North America being no exception. :(
 
Try to do the math and think critically. Try.

At the risk of further derailing the thread... we don't need to think critically and do the math, we have history to go by. We don't need to assume there were 1,000 shooters. We know for a fact there were thousands of Buffalo Runners. We don't need to assume an efficient Buffalo Runner could kill 20 animals a day when we know that 50 was the rate they were expected to perform to. And, as I have had to point out repeatedly in threads where someone inevitably claims the .45-70 never killed a buffalo, the US Army provided ammunition for the Buffalo Runners (guess which caliber the US Army was using at the time)

Why? Because the US Army had put Sheridan in charge of the Indian problem. Sheridan of course was a great proponent of denying your enemy their comforts and supplies. He was scorching earth before Sherman. Killing Buffalo was a natural tactic for Sheridan.

Also, you might want to look into Bison reproduction habits. Assuming that you get a 50% return on population through calfs every year is hilarious. A population of 20 million Bison won't produce 10 million calfs in a year.
 
I've always thought the idea of an inanimate object "winning" the west was odd. Because it wasn't a singular event. Because the western frontier was constantly moving from the time that Europeans first settled here and because it's disrespectful to the hardy men & women who did the actual work of settling the United States by giving the credit to one of the tools they may have used. It also wasn't a game to be "won". People died all along the way and entire civilizations were wiped out in the process.
 
Why? Because the US Army had put Sheridan in charge of the Indian problem. Sheridan of course was a great proponent of denying your enemy their comforts and supplies. He was scorching earth before Sherman.

And Sheridan's boss during the Indian Wars was Sherman himself. Both proponents of total war.

Say what you want about their morality/ethics, those guys knew how to win wars such that those wars stayed won.
 
. It also wasn't a game to be "won". People died all along the way and entire civilizations were wiped out in the process.

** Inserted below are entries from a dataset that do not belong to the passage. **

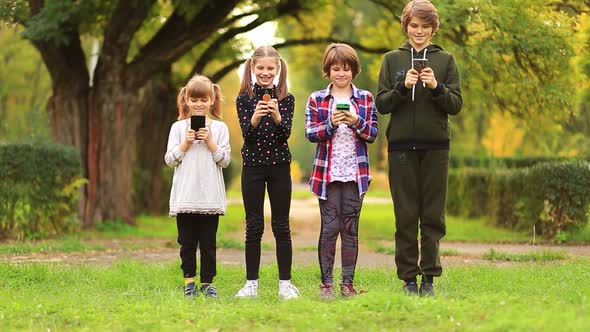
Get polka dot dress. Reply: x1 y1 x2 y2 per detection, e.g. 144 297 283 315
236 84 295 166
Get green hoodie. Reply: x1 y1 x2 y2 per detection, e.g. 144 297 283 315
376 41 463 151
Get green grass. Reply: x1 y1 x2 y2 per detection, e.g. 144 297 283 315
0 259 590 331
482 249 568 262
359 203 532 243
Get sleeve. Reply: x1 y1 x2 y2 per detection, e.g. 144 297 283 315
305 93 334 143
211 122 231 168
354 92 379 143
432 55 463 115
276 95 295 141
164 124 186 167
236 94 258 143
376 54 409 114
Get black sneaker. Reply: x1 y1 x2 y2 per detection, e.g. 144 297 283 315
184 282 198 298
404 281 418 295
420 281 434 296
201 284 217 299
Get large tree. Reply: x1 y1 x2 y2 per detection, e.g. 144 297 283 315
0 0 324 227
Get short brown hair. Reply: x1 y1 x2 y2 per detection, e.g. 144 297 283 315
401 0 440 34
322 43 361 79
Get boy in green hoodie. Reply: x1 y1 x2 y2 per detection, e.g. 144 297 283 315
376 0 462 296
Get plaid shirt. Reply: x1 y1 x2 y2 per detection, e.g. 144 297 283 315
305 83 378 199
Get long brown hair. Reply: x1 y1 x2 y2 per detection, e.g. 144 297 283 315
176 75 223 120
239 45 289 100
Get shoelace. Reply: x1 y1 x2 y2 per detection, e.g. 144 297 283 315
285 284 299 295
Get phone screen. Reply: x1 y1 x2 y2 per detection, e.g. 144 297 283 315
191 115 205 131
414 59 428 71
336 103 350 112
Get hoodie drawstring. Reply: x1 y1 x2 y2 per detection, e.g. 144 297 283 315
410 47 428 101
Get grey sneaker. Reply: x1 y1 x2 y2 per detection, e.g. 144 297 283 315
201 284 217 299
419 282 434 296
404 281 418 295
320 284 336 300
184 282 198 298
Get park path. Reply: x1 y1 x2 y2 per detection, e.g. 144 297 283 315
0 198 590 268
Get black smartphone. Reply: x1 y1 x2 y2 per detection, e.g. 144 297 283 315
414 59 428 72
336 103 350 112
191 115 205 131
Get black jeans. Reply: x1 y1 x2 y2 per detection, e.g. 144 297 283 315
389 150 449 280
176 213 219 283
242 164 293 280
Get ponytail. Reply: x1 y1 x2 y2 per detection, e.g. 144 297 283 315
176 86 189 120
238 59 254 98
277 58 289 100
209 84 223 120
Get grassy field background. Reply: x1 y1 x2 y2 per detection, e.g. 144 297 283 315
0 259 590 331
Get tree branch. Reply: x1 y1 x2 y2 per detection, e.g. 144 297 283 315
126 0 238 87
187 1 310 80
101 0 155 62
29 0 89 89
211 37 390 82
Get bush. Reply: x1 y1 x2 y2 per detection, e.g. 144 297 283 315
449 155 590 169
447 160 590 239
0 144 85 239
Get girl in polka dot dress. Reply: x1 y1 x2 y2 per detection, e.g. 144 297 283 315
305 44 377 299
236 46 299 300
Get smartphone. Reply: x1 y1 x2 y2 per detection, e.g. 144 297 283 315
336 103 350 112
191 115 205 131
414 59 428 72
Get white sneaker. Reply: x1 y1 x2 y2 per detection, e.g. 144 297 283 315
279 280 299 300
236 280 258 299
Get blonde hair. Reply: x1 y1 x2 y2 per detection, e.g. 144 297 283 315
322 43 361 79
401 0 440 34
176 75 223 120
239 45 289 100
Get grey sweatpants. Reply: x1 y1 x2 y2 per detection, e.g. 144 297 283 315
318 181 364 285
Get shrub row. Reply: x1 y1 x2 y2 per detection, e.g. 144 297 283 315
449 155 590 169
447 160 590 239
0 143 85 239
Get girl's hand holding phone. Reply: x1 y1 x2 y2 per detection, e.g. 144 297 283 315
419 67 438 89
267 99 282 124
250 100 269 128
341 112 359 126
330 111 346 127
197 127 211 144
180 129 197 152
404 68 420 89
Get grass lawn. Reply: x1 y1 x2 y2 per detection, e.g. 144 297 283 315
0 259 590 331
359 204 536 243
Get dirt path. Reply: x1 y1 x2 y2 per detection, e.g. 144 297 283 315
0 198 590 268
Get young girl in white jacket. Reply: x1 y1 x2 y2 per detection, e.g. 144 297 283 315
164 75 230 298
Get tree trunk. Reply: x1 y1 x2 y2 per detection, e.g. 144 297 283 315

Yes, but people have been using that phrase for a long time. At least since Theodore Roosevelt (yes, that Teddy Roosevelt) wrote his multi-volume history "The Winning of the West." Suffice it to say that Roosevelt's sensibilities about inter-cultural relations are a bit different than the prevalent views today!
 
And Sheridan's boss during the Indian Wars was Sherman himself. Both proponents of total war.

Say what you want about their morality/ethics, those guys knew how to win wars such that those wars stayed won.
They did win but the way in which they won, along with the "reconstruction", sewed the seeds of discontent that still exists today.
 
They did win but the way in which they won, along with the "reconstruction", sewed the seeds of discontent that still exists today.

Yeah, but compare that to the level of "discontent" that exists in, say, Afghanistan or Iraq!

We have lower levels of discontent that the Quebecois have about being part of Canada.
 
All very interesting. And I don't know to which firearm belongs the honor, but being a revolver fan, my first thought is always, "The West wasn't won with a bottom feeder."